O PTS tem orgulho de contar com milhares de militantes e simpatizantes entre a vanguarda operária e estudantil, assim como possui um papel destacado no movimento de luta das mulheres. Mas sabemos que não é suficiente para impor aos grandes sindicatos a frente única operária que conduza à greve geral para derrotar
Macri e seu plano de guerra.

Temos adiante a tarefa de conquistar fortes frações nos sindicatos que possam pesar a balança. Mas para isso necessitamos romper a divisão entre o trabalho sindical e político, entre estudantes e trabalhadores, ou com as companheiras protagonistas do grande movimento de luta das mulheres. Nós estamos propondo revolucionar nossa prática política, que cada companheira e companheiro não milite exclusivamente em seu setor. E não apenas estamos falando de trocar experiências ou de apoiar uma luta circunstancial, nos propomos fundir aos setores mais avançados do movimento operário com a energia da juventude e do grande movimento de luta das mulheres para fazer tremer as burocracias sindicais e estudantis. Para recuperar essas organizações que hoje estão esvaziadas para que sejam uma verdadeira ferramenta de luta.

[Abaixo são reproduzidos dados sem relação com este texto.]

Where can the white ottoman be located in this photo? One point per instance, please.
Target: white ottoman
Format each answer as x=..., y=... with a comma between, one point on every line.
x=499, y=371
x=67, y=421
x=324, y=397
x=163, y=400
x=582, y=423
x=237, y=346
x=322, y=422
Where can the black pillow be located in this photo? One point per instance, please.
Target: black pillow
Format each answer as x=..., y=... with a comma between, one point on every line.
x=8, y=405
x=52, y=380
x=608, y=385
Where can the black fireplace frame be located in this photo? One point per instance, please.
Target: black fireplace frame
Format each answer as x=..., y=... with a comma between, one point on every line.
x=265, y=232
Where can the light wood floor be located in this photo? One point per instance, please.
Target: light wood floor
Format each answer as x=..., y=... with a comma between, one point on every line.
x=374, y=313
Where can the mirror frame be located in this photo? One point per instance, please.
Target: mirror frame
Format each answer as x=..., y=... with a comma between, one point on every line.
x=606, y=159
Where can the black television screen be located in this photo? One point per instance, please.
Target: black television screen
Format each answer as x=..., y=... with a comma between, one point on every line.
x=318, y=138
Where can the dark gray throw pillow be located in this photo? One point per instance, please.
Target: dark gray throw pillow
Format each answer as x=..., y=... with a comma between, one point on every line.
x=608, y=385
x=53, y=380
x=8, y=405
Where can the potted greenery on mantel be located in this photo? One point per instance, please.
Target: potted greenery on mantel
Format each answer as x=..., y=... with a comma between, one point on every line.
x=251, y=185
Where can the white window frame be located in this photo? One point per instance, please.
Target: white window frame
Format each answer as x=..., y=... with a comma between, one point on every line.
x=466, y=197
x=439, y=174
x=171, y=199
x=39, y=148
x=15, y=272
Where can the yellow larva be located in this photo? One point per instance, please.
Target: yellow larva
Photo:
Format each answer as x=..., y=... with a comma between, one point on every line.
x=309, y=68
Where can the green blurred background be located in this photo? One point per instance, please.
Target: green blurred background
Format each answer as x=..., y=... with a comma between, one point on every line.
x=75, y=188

O PTS impulsiona a FIT e se propõe a pôr toda a força conquistada para ser um fator determinante na luta de classes para que a crise seja paga pelos capitalistas e não os trabalhadore. E acreditamos que esta experiência da esquerda revolucionária na Argentina pode servir como ponto de apoio a nível internacional para construir partidos revolucionários da classe trabalhadora contra as variantes reformistas que tentarão conduzir milhões a novas frustrações. Junto às companheiras do PTR do Chile e o MRT do Brasil impulsionamos a FT que impulsiona a rede de diários La Izquierda Diario em 11 países e 7 idiomas, como parte da luta por reconstruir a Quarta Internacional fundada por León Trotsky, um partido mundial da revolução socialista.

A grande combatividade da juventude e do movimento operário do Chile tem que abrir frente para a construção de um partido revolucionário da classe operária para tomar o poder dos capitalistas.

Viva a luta dos povos contra o imperialismo! Que vivam os estudantes que se enfrentam com a ordem estabelecida! Viva a luta das mulheres contra este sistema capitalista e patriarcal!

Pela unidade da classe trabalhadora e dos povos oprimidos do mundo contra o imperialismo! Pela unidade socialista da América Latina!
Pela construção de partidos revolucionários e a reconstrução da quarta internacional!